図1 2012年には需要は急減するとの予測。日立コンシューマエレクトロニクス 取締役社長の渡邊修徳氏が説明した
図1 2012年には需要は急減するとの予測。日立コンシューマエレクトロニクス 取締役社長の渡邊修徳氏が説明した
[画像のクリックで拡大表示]
図2 “脱”テレビ中心を進める
図2 “脱”テレビ中心を進める
[画像のクリックで拡大表示]

 日立コンシューマエレクトロニクスが,3次元(3D)映像を表示可能な「3Dテレビ」を2010年度中に投入することが分かった。日立製作所が2010年6月9日に開催した,アナリスト・機関投資家・報道関係者向け事業説明会「Hitachi IR Day」で,日立コンシューマエレクトロニクス 取締役社長の渡邊修徳氏が明かした。なお,日立コンシューマエレクトロニクスは,日立製作所から2009年7月に分社化された,薄型テレビなどのAV機器を手掛ける子会社である( Tech-On! 関連記事1)。

 3Dテレビは,パナソニックやソニー,シャープ,東芝,三菱電機,海外では韓国Samsung Electronics Co.,Ltd.,韓国LG Electronics Inc.とほとんどの大手テレビ・メーカーが発売済み,あるいはまもなく発売する。その中で,日立コンシューマエレクトロニクスは「(2010年6月から発売する機種に搭載する)超解像技術と3Dを組み合わせる」(渡邊氏)ことで差異化を図るとする( Tech-On! 関連記事2)。このほか,「秋口には,独自方式のLEDバックライトを搭載した液晶テレビを国内に投入する」(同氏)計画だ。

構造改革で黒字転換


 同社のテレビ事業全体としては「(通期では赤字だが)2009年度の後半から黒字に転換した」(同氏)。これまで進めてきた構造改革が功を奏した格好である。自社生産から調達に切り替えたことが大きく寄与した。具体的には,欧米向けテレビの生産拠点であるチェコやメキシコの工場は閉鎖し,中国工場は液晶プロジェクタの世界生産拠点に転換させた。PDPも自社生産をやめており,生産拠点だった日立プラズマディスプレイの宮崎工場はソーラーフロンティア(旧 昭和シェルソーラー)に売却した( Tech-On! 関連記事3)。
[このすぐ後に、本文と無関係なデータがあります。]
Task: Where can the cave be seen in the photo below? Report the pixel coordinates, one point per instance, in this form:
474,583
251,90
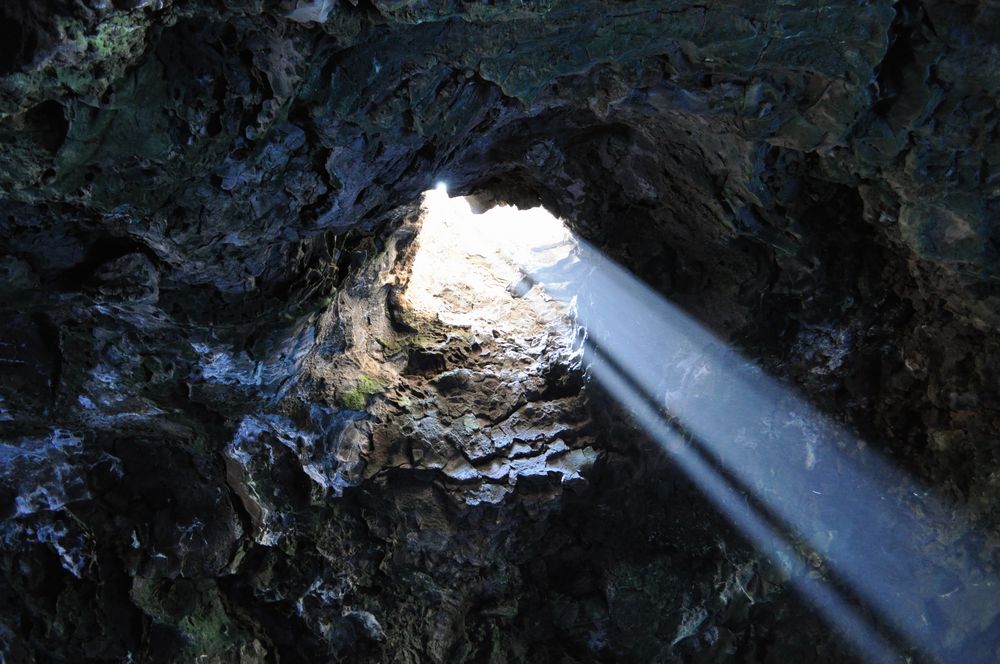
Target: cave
507,331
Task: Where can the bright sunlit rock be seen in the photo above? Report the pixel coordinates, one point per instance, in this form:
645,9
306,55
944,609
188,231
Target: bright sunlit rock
472,270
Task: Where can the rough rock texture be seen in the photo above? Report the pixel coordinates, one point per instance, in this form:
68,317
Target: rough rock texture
203,205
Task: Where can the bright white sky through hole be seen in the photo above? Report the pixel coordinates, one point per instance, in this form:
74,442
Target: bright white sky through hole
468,265
738,433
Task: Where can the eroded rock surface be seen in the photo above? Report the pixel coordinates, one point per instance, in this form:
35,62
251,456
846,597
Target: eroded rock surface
224,434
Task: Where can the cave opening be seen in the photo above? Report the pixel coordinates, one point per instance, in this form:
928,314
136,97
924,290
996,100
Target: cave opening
736,401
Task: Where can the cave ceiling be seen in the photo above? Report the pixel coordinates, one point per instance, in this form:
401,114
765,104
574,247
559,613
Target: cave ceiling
227,436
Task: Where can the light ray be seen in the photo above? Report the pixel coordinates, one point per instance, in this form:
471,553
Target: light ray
779,469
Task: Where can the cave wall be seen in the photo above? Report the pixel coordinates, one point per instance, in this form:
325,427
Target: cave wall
191,189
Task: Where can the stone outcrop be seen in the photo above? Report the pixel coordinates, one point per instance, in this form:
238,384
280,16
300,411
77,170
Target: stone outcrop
226,437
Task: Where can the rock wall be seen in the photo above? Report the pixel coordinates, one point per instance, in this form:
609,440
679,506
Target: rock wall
202,200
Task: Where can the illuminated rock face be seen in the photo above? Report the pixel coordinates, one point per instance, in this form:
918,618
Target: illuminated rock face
225,432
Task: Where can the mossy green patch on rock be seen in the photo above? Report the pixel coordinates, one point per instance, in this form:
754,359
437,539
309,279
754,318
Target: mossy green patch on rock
357,398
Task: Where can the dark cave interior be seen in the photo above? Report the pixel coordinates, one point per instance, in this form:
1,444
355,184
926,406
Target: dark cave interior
228,435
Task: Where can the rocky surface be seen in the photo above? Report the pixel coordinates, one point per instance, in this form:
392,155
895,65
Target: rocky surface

 ただ,国内の薄型テレビ市場の見通しは明るくないとみる。「国内需要は,2010年度の1600万台から,2012年には700万台まで激減する」(同氏)という(図1)。2009年度と2010年度は,エコポイントや地上デジタル放送への移行による効果で需要は旺盛だが,2012年度はこの反動で激減すると予測する。そこで,調達品を活用して製品ラインナップの拡大を図りつつ,固定費の削減を進める。「何とか黒字を守っていきたい」(同氏)とする。

テレビ中心からの脱却


 日立コンシューマエレクトロニクスは,薄型テレビ事業中心から,「映像・コンポーネント事業」への構造転換を推進する事業方針を掲げている(図2)。映像・コンポーネント事業とは,液晶プロジェクタや光ストレージなどの事業を指す。映像プロジェクタは事業を拡大し,2011年度には世界シェア首位を狙うとする。国内や欧米では機種を拡充するほか,教育用途で需要が見込まれる中国や,その他の新興国の市場開拓を積極的に進める。DVDやBlu-rayといった光ストレージ分野では,これまで9年間シェア首位を維持しているという。2010年度のシェアは,台数ベースで35%超を目指す。

■変更履歴
記事掲載当初,最後から2番目の段落で「2010年には700万台まで激減する」としていましたが,正しくは「2012年には700万台まで激減する」でした。お詫びして訂正します。本文は修正済みです。